What's really going to turn storage on it's head is the protocol changes for applications that are doing storage operations. The ubiquitous SCSI protocol stack with its user-space to kernel-space transitions, copies and asynchronous I/O mechanism that relies on I/O interrupts all combine to create a huge software latency for each I/O request on the order of 100uS according to SNIA. Yes, you read that right. Add in the latencies of the operating system's file system and the time required to do in-line compression, encryption, HA, durability and snapshots, and the impressive speed increases of NVMe SSDs and SCM memory are completely wasted. 

THE NEW APIs

When applications need maximum speed, they will move to a programing model where the entire I/O operation takes place in user space over RNICs to NVMe-oF storage arrays.
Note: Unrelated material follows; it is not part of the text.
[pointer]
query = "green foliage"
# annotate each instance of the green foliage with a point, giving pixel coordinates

The fastest client-side programming interfaces include the NVM Express APIs, Intel's SPDK APIs, or the Windows Server 2016 SCM APIs that use memory-mapped files as the programming paradigm with IB-style request and completion queues that reside in user space to eliminate transitions to kernel space, unnecessary copies and interrupt latencies. Two application programing models will emerge for access to NVMe SSD storage: one will be compatible with existing applications, and will inherit legacy latencies, while the new paradigm stays in user space and will be 2-10x faster - for new applications that have the most pressing need for speed.

THE FUTURE

In 2017 opportunities exist for hardware manufacturers, firmware creators and software engineers to leverage the new cutting-edge NVMe SSDs for speed, and to add enterprise-class features to NVMe-oF storage arrays and HCI appliances like compression, de-duplication, encryption, HA, durability and snapshots - without introducing latencies. Please don't forget my favorite storage feature - the zero copy clone for my VMs and please give me support for my persistent Docker Containers. To deliver that, it will be a busy and exciting 2017 indeed!